Research Topics

We are conducting a wide range of topics centered on spoken language processing and dialogue, emphasizing both theoretical and practical aspects. Below are the general research areas:

Speech recognition and synthesis
Spoken dialogue systems
Natural language processing
CG agent interaction
Avatar communication support

In recent years, the emergence of neural networks, particularly large language models (LLMs), has significantly transformed these research fields. Below, we introduce the research content and examples of specific research themes for each area.

(Last updated: 2024/12)

Speech Recognition and Synthesis

Speech processing technologies that transcribes speech audio data into text and assigns time labels, such as speaker and context, forms the foundation of speech media processing. The process involves various information processing technologies, from signal processing to language processing and speech understanding. Lee Lab has been conducting research on speech recognition for years. Recently, we have also expanded our field into speech synthesis research for unified speech processing.
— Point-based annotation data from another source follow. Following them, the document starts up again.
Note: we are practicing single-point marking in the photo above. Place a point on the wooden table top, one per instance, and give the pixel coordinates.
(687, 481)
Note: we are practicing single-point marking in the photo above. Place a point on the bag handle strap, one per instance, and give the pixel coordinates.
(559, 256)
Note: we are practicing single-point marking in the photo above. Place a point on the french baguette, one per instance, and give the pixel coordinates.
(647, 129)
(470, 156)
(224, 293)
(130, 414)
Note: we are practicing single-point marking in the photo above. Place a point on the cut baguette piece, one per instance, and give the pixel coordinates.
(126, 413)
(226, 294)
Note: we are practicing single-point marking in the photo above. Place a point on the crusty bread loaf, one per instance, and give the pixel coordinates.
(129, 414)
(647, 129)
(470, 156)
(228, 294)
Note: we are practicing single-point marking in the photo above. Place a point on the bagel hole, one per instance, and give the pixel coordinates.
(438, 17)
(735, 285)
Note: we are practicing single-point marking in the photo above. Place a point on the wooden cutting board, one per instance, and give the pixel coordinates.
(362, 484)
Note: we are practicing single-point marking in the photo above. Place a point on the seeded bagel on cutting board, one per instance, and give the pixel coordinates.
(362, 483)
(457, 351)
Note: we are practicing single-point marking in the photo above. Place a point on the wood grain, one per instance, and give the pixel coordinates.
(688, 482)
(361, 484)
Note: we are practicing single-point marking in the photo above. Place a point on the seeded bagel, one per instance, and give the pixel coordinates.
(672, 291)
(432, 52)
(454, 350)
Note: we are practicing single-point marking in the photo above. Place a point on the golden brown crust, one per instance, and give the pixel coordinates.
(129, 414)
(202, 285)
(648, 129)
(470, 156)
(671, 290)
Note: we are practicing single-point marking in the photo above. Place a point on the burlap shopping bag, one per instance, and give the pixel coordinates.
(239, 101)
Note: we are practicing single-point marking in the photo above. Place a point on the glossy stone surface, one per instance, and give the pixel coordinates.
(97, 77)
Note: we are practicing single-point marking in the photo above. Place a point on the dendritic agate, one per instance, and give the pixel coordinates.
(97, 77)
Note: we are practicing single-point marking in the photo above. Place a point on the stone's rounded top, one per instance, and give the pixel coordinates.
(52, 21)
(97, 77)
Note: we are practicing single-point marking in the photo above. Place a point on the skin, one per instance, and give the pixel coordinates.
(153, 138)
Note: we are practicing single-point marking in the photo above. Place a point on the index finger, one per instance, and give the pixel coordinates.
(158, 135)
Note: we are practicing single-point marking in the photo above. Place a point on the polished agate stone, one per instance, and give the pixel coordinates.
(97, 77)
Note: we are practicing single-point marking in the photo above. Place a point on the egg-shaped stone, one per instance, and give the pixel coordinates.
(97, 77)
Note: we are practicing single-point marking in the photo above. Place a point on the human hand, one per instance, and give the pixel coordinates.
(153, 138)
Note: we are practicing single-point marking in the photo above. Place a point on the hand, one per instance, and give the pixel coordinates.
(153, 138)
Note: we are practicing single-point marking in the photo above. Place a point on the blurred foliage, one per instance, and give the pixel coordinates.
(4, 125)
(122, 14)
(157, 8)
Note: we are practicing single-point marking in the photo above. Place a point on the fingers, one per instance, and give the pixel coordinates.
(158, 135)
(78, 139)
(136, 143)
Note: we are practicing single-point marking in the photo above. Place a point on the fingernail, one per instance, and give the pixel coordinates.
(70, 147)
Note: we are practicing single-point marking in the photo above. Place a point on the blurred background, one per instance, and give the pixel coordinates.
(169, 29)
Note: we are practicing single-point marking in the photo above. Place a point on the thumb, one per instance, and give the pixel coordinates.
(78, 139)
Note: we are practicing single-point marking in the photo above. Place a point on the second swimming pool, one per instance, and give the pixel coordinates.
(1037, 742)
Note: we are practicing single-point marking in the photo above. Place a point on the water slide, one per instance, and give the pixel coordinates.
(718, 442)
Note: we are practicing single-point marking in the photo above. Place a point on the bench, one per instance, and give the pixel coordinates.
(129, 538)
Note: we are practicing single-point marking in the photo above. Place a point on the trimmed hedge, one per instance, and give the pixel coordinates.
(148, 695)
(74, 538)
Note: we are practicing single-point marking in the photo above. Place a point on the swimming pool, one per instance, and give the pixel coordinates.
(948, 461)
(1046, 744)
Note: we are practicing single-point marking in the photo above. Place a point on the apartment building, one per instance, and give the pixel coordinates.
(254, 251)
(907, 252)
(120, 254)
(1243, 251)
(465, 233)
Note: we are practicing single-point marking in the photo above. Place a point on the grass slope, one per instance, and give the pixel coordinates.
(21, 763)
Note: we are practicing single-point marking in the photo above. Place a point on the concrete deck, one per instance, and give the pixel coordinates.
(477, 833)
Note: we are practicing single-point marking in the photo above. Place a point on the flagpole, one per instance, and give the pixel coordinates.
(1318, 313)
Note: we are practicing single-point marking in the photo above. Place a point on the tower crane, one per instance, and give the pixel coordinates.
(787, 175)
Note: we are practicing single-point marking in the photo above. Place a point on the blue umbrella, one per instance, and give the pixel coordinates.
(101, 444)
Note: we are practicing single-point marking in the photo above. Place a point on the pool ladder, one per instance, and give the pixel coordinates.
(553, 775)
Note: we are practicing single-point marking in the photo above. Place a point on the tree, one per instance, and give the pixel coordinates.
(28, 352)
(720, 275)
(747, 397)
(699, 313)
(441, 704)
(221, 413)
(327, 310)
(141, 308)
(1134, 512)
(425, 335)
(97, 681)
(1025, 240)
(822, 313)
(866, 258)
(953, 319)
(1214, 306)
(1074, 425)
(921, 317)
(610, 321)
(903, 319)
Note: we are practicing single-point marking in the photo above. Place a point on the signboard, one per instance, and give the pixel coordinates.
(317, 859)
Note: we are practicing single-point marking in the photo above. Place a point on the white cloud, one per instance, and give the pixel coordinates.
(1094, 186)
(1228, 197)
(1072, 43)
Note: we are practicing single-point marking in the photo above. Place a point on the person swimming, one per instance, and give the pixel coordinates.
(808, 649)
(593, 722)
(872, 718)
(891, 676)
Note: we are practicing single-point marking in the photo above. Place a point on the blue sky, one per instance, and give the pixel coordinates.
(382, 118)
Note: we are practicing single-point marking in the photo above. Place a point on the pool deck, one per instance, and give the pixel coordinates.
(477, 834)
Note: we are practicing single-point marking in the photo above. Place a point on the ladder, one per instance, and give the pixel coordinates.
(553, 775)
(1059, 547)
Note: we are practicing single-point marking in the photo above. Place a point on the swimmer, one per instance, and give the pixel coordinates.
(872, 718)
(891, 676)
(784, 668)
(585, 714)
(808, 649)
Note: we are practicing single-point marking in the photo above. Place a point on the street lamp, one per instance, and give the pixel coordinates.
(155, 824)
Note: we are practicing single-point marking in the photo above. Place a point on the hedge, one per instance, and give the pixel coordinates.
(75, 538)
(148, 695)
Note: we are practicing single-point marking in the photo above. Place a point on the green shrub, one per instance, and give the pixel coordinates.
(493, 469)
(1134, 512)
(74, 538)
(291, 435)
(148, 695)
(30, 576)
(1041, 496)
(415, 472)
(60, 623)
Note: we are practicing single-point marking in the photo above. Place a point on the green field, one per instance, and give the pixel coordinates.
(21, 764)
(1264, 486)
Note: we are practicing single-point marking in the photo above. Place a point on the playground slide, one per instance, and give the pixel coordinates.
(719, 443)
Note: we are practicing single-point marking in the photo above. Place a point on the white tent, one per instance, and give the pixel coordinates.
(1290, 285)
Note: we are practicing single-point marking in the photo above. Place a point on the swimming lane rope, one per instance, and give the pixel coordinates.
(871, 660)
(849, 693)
Speech recognition based on data generation via speech synthesis
Speaker diarization
Speech-laugh synthesis

Spoken Dialogue Systems

A simple voice command system can be made by composing speech recognition and synthesis technologies. However, a human-like dialogue system should include much more problem-solving modules to achieve a natural conversation, such as context understanding, recognizing user characteristics, finding conversation goals, devising strategies, detecting errors or mis-understanding, etc.

While traditional research has focused on the individual modules, recent advancements in neural networks allow end-to-end approaches that learn these processes collectively. And namely, the recent large language models (LLMs) has especially improved their accuracy significantly.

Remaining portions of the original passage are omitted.